Rief M, Clausen-Schaumann H, Gaub H E
Lehrstuhl für Angewandte Physik, München, Germany.
Nat Struct Biol. 1999 Apr;6(4):346-9. doi: 10.1038/7582.
Atomic force microscope-based single-molecule force spectroscopy was employed to measure sequence-dependent mechanical properties of DNA by stretching individual DNA double strands attached between a gold surface and an AFM tip. We discovered that in lambda-phage DNA the previously reported B-S transition, where 'S' represents an overstretched conformation, at 65 pN is followed by a nonequilibrium melting transition at 150 pN. During this transition the DNA is split into single strands that fully recombine upon relaxation. The sequence dependence was investigated in comparative studies with poly(dG-dC) and poly(dA-dT) DNA. Both the B-S and the melting transition occur at significantly lower forces in poly(dA-dT) compared to poly(dG-dC). We made use of the melting transition to prepare single poly(dG-dC) and poly(dA-dT) DNA strands that upon relaxation reannealed into hairpins as a result of their self-complementary sequence. The unzipping of these hairpins directly revealed the base pair-unbinding forces for G-C to be 20 +/- 3 pN and for A-T to be 9 +/- 3 pN.

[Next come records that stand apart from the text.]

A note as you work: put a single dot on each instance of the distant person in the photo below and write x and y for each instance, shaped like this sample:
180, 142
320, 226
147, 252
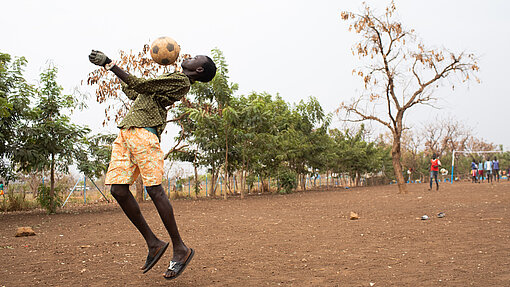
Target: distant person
474, 171
488, 170
480, 171
434, 170
495, 168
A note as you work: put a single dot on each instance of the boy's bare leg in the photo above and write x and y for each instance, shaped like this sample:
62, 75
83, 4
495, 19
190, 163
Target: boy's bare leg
131, 208
165, 210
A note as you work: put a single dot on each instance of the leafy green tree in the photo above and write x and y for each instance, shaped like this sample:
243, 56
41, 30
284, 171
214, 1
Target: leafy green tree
94, 155
49, 141
15, 95
204, 136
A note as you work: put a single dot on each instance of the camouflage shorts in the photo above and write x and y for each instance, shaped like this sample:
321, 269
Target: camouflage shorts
136, 151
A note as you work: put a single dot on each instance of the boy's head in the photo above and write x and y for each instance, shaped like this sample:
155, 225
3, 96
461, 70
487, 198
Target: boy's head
200, 68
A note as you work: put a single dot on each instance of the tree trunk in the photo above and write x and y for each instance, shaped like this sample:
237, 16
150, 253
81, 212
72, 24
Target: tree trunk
396, 155
52, 185
139, 189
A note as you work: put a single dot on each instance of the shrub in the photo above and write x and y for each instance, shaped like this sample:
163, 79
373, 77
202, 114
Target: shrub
287, 181
15, 202
46, 202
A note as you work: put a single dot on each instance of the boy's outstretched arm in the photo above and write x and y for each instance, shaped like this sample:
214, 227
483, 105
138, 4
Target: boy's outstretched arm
100, 59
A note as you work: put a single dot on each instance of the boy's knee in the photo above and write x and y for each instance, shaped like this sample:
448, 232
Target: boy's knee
119, 191
155, 191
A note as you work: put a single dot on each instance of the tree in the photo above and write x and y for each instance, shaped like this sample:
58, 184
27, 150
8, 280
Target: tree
206, 136
93, 160
49, 141
15, 95
401, 73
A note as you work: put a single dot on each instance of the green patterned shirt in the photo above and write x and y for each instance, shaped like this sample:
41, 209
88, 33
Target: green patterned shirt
152, 97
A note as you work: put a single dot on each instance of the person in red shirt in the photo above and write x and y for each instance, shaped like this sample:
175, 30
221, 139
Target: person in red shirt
434, 170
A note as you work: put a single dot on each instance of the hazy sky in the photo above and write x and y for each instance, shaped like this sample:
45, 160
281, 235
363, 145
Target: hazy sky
295, 48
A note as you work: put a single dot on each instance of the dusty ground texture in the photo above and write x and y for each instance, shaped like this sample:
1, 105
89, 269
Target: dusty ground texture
302, 239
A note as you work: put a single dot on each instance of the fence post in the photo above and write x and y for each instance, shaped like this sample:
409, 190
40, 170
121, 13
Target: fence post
168, 192
84, 189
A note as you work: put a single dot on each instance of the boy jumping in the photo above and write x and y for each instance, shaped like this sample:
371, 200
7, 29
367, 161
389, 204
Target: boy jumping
136, 151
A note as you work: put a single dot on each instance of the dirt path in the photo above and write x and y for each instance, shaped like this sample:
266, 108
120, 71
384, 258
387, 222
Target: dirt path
302, 239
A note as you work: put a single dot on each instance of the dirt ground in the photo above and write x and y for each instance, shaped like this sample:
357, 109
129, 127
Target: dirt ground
301, 239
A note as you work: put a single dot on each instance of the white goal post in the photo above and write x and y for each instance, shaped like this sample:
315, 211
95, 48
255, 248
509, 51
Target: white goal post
469, 152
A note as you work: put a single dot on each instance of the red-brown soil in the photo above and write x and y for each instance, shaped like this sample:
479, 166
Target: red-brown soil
301, 239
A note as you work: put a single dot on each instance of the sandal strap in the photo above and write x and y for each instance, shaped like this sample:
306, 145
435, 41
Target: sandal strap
175, 266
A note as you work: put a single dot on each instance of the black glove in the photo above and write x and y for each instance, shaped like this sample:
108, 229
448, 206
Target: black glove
99, 58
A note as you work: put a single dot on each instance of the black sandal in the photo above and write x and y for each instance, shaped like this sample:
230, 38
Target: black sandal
178, 267
152, 260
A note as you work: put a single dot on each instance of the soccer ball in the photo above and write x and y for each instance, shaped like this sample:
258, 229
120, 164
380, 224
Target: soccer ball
164, 50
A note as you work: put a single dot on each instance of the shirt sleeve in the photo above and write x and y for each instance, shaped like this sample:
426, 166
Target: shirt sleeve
166, 89
130, 93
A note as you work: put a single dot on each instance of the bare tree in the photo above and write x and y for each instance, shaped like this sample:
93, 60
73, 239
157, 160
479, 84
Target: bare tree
400, 74
446, 134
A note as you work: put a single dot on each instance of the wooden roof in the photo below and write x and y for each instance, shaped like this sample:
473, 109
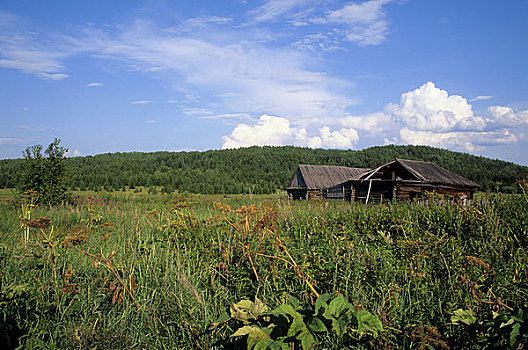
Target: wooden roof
426, 172
322, 176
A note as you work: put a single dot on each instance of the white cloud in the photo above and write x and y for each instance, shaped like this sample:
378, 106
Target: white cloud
141, 102
277, 131
245, 116
482, 98
31, 51
429, 108
206, 20
430, 116
507, 116
272, 9
74, 153
365, 22
10, 141
269, 130
470, 141
260, 79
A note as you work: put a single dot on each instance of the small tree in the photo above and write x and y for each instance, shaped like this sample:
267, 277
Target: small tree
45, 174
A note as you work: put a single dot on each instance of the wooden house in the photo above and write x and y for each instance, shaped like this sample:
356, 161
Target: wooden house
311, 181
404, 180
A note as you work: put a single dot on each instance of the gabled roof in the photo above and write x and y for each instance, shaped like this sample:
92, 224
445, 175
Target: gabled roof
426, 172
322, 176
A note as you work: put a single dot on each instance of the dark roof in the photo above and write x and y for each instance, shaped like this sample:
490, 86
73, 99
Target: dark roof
323, 176
427, 172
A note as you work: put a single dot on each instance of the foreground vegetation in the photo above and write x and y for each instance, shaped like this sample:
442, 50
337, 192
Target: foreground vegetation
256, 170
123, 270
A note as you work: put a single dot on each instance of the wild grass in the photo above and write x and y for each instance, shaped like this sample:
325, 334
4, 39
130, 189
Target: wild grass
135, 270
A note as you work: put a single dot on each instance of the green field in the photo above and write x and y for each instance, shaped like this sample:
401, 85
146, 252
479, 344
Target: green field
120, 270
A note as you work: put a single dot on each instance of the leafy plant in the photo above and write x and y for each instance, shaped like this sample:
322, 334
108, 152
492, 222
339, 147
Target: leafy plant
506, 330
44, 174
331, 320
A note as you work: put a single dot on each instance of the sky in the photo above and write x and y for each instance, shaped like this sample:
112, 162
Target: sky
125, 76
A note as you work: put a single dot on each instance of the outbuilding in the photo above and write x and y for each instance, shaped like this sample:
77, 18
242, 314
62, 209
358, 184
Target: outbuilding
405, 180
311, 181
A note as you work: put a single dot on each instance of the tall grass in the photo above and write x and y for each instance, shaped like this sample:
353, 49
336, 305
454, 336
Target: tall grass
154, 271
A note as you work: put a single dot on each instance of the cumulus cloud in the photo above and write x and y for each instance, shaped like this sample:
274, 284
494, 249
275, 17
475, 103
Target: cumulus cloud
141, 102
269, 130
430, 116
507, 116
429, 108
365, 22
482, 98
277, 131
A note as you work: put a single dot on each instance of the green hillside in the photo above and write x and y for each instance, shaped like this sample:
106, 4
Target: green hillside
257, 169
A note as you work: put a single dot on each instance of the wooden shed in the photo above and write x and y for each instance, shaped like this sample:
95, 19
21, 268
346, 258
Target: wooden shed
311, 181
405, 180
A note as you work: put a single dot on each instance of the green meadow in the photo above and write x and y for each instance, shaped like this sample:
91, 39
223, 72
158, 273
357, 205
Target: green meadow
133, 270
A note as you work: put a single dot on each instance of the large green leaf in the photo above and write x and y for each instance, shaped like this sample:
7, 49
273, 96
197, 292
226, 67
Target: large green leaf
297, 326
368, 323
308, 341
287, 310
337, 307
464, 316
321, 304
316, 325
246, 310
253, 332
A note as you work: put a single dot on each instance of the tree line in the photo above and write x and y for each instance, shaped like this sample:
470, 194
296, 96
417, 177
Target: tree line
257, 170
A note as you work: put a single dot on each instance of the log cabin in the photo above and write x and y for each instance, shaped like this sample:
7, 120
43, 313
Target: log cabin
403, 180
311, 181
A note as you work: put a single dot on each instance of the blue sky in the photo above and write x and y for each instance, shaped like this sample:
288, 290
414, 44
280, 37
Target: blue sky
121, 76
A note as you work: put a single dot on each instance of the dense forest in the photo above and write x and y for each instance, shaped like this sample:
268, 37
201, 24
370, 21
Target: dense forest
257, 170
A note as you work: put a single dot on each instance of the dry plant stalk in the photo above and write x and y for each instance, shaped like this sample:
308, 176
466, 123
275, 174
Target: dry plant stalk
258, 222
106, 261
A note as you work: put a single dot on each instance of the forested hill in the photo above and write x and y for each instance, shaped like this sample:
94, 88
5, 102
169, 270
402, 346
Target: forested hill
257, 169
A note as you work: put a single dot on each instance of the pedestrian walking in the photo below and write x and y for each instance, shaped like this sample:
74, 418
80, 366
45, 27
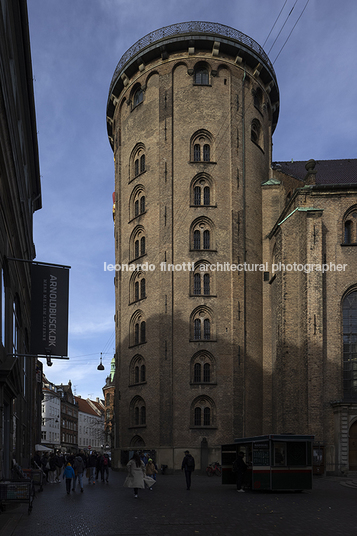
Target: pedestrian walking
52, 468
92, 465
104, 467
239, 468
68, 474
151, 470
136, 470
78, 467
188, 465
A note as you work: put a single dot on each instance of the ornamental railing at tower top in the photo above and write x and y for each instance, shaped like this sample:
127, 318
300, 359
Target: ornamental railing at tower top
197, 27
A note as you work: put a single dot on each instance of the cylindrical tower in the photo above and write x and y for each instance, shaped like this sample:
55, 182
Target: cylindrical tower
190, 116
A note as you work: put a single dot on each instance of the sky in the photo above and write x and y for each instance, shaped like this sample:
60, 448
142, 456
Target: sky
76, 45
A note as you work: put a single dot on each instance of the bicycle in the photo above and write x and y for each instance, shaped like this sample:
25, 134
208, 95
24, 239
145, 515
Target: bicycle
214, 469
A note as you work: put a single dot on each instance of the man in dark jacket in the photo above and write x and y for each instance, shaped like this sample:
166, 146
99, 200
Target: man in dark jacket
188, 465
239, 468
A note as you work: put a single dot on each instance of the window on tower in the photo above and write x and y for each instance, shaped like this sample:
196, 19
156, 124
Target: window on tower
201, 146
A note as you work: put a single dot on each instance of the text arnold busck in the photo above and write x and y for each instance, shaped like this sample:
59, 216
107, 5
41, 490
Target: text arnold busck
227, 267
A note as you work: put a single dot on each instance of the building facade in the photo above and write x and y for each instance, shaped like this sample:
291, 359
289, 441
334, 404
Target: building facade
90, 424
20, 197
210, 343
50, 415
69, 418
109, 397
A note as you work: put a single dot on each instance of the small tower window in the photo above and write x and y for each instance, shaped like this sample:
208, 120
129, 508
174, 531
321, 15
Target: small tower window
202, 76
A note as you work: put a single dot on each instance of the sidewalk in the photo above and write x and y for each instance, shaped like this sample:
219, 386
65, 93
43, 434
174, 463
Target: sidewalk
209, 509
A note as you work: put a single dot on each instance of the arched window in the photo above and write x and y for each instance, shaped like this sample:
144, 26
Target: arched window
206, 152
258, 98
202, 234
202, 412
206, 284
206, 373
256, 132
201, 324
201, 146
201, 75
202, 367
349, 312
206, 195
201, 187
142, 245
143, 415
206, 416
137, 370
197, 373
197, 239
137, 329
137, 243
202, 282
197, 283
142, 373
197, 420
350, 226
138, 97
142, 163
137, 287
206, 239
143, 288
137, 411
137, 161
197, 329
137, 202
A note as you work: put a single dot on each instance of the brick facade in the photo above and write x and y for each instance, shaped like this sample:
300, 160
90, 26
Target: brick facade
190, 120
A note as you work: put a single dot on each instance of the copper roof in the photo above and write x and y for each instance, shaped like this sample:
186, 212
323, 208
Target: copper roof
337, 172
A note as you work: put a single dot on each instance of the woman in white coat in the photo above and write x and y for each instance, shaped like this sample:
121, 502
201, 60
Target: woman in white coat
136, 470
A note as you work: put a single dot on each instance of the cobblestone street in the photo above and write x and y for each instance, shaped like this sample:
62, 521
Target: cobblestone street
209, 509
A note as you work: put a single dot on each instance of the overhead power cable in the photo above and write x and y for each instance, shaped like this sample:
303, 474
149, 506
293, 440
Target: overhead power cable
276, 20
291, 31
281, 29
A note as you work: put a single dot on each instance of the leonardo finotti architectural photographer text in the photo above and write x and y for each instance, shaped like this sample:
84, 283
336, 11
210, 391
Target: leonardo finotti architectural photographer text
227, 267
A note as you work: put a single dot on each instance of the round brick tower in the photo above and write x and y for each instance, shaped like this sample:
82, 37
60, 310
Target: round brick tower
190, 115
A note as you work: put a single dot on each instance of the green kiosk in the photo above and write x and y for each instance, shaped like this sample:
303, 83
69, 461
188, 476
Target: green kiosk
275, 462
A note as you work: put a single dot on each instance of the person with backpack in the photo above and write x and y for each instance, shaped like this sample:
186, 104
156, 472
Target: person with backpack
239, 468
188, 465
104, 467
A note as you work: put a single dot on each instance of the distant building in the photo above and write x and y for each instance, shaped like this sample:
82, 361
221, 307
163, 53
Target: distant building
90, 424
69, 418
236, 285
20, 197
109, 396
51, 415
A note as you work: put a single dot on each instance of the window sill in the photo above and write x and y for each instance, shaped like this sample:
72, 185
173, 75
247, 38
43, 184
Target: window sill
137, 301
202, 162
138, 216
203, 340
136, 259
204, 206
204, 250
137, 384
137, 344
203, 383
131, 179
203, 295
202, 427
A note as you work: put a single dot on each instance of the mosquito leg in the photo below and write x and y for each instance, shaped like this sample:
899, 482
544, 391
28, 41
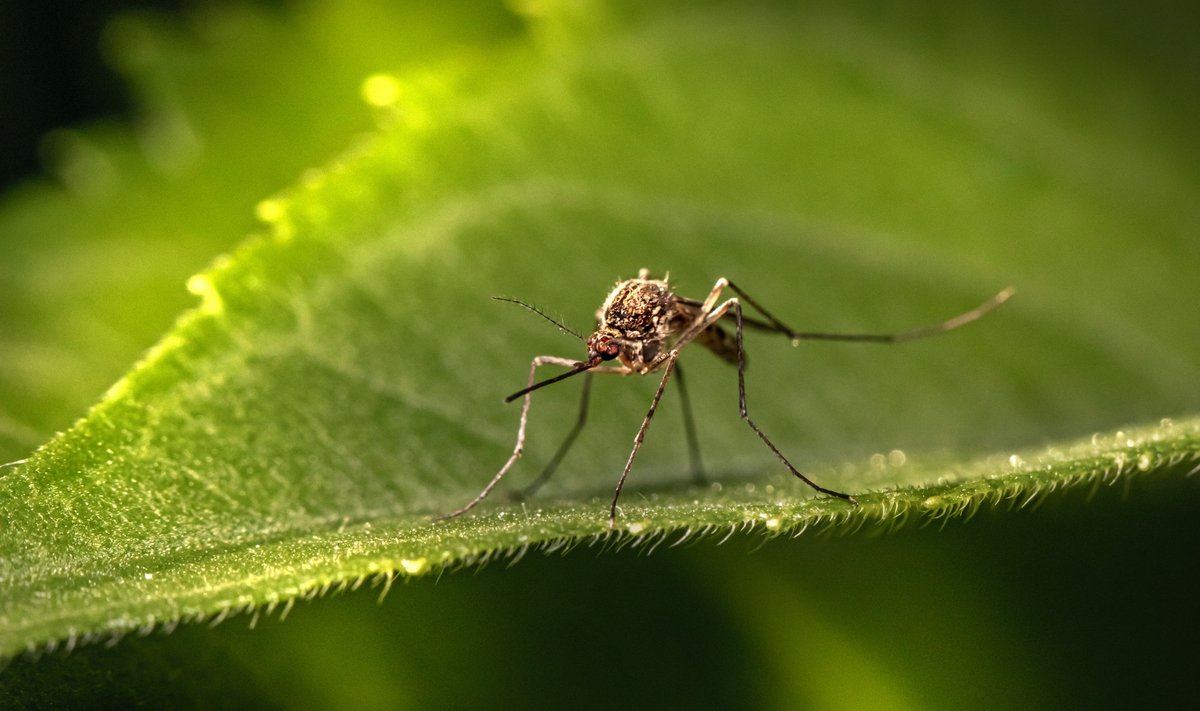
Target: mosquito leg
689, 425
533, 487
520, 447
641, 435
745, 416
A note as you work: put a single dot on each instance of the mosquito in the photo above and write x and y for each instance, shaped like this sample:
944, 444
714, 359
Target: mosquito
643, 326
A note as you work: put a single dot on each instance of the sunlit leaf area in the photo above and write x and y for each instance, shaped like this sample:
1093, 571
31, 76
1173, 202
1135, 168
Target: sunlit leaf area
249, 353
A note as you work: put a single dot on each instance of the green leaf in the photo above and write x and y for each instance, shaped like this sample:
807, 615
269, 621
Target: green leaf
341, 380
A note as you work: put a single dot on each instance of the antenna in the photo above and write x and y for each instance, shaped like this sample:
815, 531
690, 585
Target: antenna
543, 314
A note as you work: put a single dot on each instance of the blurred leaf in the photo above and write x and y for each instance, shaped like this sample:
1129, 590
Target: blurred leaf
341, 377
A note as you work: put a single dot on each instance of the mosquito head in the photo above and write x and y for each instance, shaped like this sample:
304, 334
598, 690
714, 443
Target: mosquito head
603, 346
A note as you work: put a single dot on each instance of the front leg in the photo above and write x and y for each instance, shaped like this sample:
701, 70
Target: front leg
520, 446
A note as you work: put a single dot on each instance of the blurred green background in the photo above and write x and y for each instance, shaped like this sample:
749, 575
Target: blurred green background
1084, 602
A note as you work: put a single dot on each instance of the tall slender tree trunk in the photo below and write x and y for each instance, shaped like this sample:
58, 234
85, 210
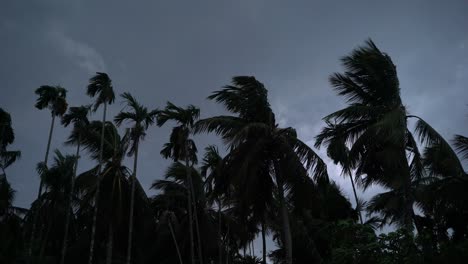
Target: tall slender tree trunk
357, 201
197, 227
189, 205
287, 239
33, 230
69, 207
263, 243
132, 204
253, 248
98, 183
110, 243
220, 243
175, 241
228, 244
46, 238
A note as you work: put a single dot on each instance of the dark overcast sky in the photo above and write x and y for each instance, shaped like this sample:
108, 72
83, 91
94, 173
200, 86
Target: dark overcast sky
183, 50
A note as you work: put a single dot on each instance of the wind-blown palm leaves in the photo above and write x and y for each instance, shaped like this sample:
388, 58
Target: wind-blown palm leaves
54, 99
100, 86
172, 199
141, 119
181, 146
79, 117
113, 180
7, 136
260, 151
461, 145
374, 126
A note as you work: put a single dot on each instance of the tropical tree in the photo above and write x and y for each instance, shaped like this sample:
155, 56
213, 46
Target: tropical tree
79, 117
262, 155
375, 127
141, 119
100, 86
182, 147
7, 136
113, 188
51, 207
54, 99
11, 219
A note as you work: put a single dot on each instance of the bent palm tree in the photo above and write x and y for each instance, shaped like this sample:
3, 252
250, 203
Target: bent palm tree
79, 117
180, 146
375, 126
141, 119
100, 85
53, 98
262, 154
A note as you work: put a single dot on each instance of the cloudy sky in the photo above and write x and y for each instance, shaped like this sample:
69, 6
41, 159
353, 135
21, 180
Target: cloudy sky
183, 50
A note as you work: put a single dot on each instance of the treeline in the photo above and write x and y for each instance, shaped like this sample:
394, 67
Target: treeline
209, 208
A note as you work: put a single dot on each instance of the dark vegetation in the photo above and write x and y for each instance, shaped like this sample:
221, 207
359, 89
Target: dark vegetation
209, 208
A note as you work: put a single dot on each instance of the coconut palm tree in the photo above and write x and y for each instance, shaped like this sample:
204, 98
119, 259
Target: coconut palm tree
100, 86
79, 117
375, 126
141, 119
180, 146
461, 145
114, 188
54, 99
53, 205
7, 135
262, 155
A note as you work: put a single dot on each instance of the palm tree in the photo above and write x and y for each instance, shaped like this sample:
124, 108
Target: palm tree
262, 154
52, 205
339, 153
99, 85
141, 119
79, 117
375, 126
113, 188
53, 98
180, 146
211, 171
7, 136
461, 145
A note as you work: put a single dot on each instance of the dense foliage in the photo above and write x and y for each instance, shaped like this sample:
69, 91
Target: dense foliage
209, 207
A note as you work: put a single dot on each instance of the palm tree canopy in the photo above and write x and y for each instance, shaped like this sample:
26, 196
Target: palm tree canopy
180, 144
139, 115
461, 145
77, 115
101, 85
52, 97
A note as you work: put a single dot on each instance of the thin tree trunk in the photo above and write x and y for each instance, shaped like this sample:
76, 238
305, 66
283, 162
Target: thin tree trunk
287, 239
98, 183
228, 249
197, 227
253, 248
355, 197
69, 207
189, 201
110, 243
175, 241
33, 230
263, 242
46, 238
220, 243
132, 204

基于原子力显微镜的单分子力谱技术被用于通过拉伸附着在金表面和原子力显微镜探针之间的单条DNA双链来测量DNA的序列依赖性力学性质。我们发现,在λ噬菌体DNA中,先前报道的在65皮牛(pN)时发生的B-S转变(其中“S”代表过度拉伸构象)之后,在150皮牛时会发生非平衡解链转变。在这个转变过程中,DNA会分裂成单链,在松弛时又会完全重新结合。通过与聚(dG-dC)和聚(dA-dT)DNA的对比研究来考察序列依赖性。与聚(dG-dC)相比,聚(dA-dT)中的B-S转变和解链转变都在显著更低的力下发生。我们利用解链转变制备了单条聚(dG-dC)和聚(dA-dT)DNA链,由于它们的自互补序列,这些链在松弛时会重新退火形成发夹结构。这些发夹结构的解链直接揭示了G-C碱基对的解链力为20±3皮牛,A-T碱基对的解链力为9±3皮牛。